What de Gucht neglects to mention is that the whole concept of having these specialised investment courts set up through a trans-Atlantic agreement can be traced to the tobacco industry.

The tobacco industry has quite literally drafted some of the key proposals for the planned accord.

Back in 1995, both the EU and US authorities formally tasked a corporate club called the Trans-Atlantic Business Dialogue with providing advice on how trade between the two sides could be increased. British American Tobacco and Philip Morris have been intimately involved in this lobby group, which has since been renamed the Trans Atlantic Business Council. For much of its history, the group's Brussels office was run by Jeffries Briginshaw, a former representative of British American Tobacco.
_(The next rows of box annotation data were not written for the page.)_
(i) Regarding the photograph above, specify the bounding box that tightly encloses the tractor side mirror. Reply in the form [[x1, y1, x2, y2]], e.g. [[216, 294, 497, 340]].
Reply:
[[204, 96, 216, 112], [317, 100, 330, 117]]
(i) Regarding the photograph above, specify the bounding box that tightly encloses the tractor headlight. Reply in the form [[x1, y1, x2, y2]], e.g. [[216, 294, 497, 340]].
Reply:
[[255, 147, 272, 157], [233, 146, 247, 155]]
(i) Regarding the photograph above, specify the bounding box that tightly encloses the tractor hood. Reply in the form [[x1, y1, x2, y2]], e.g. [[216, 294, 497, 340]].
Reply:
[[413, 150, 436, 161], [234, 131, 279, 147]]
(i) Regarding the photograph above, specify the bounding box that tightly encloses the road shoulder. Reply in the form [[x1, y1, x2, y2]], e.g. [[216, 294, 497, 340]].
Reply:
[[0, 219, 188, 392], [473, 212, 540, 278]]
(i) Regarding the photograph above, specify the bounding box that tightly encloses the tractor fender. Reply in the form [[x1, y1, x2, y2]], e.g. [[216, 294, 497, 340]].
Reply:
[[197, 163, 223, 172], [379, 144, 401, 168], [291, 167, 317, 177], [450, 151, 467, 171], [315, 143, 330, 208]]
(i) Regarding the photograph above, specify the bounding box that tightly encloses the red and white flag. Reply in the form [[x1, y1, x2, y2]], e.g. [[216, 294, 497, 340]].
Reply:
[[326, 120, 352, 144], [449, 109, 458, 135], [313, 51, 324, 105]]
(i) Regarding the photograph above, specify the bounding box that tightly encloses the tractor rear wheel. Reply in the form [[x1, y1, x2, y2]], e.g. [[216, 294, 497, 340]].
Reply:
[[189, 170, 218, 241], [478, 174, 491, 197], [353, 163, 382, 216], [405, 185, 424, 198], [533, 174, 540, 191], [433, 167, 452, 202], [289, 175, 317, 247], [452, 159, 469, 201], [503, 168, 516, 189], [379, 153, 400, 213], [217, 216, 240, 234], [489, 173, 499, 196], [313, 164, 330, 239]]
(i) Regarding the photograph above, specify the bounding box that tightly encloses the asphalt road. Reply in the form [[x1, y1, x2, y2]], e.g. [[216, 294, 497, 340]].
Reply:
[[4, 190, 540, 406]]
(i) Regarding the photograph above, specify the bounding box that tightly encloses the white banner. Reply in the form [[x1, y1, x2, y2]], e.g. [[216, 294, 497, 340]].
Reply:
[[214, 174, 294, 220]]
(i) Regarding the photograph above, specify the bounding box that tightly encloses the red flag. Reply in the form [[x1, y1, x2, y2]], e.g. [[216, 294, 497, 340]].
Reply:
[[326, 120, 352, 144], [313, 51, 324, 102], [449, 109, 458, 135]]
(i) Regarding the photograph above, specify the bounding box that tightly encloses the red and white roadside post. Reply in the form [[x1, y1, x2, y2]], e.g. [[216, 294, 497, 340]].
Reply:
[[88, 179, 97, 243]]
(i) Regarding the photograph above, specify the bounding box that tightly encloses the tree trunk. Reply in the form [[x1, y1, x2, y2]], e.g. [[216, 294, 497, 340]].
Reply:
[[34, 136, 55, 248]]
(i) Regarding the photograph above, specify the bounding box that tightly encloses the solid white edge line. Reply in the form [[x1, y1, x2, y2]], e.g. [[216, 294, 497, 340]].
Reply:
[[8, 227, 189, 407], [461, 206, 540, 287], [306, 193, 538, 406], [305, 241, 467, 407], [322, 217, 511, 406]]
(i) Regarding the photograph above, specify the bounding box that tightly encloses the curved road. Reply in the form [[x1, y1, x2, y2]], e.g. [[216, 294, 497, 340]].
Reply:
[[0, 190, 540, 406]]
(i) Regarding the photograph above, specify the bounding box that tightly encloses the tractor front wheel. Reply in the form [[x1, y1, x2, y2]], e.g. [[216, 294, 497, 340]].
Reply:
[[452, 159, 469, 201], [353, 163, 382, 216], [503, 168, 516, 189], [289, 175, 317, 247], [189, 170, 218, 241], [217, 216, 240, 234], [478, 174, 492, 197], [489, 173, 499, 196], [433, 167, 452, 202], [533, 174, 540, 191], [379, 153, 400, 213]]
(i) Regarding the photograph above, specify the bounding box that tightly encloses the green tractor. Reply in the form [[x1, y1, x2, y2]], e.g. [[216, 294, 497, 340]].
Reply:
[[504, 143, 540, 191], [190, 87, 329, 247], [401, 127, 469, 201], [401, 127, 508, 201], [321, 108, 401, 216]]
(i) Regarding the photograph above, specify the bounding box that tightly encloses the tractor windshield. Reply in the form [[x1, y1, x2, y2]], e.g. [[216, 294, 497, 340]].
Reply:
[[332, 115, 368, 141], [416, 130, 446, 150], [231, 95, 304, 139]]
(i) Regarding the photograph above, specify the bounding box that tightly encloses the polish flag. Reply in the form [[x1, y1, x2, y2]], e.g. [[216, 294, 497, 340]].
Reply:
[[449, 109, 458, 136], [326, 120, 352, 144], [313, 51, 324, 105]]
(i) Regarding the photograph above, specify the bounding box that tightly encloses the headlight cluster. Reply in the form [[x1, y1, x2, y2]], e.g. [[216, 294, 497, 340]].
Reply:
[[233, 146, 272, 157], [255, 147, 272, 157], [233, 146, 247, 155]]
Not surprisingly, this group wants the kind of "robust mechanisms" included in the trans-Atlantic deal that have enabled Big Tobacco to challenge health legislation in other parts of the world.

The US Chamber of Commerce has close connections with Big Tobacco, too. It has tried to thwart an American government effort to have a clause inserted in another planned trade agreement, the Trans-Pacific Partnership, which would recognise that tobacco is a special product requiring stringent regulation to protect human health.

Given the secret nature of their conversation, we don't know if Karel de Gucht upbraided Donohoe last week for supporting an industry that deliberately aims to get children and adolescents hooked on its lethal products. But I very much doubt that he did.

For all his promises to defend the public interest, de Gucht has been happy to shine Big Tobacco's shoes.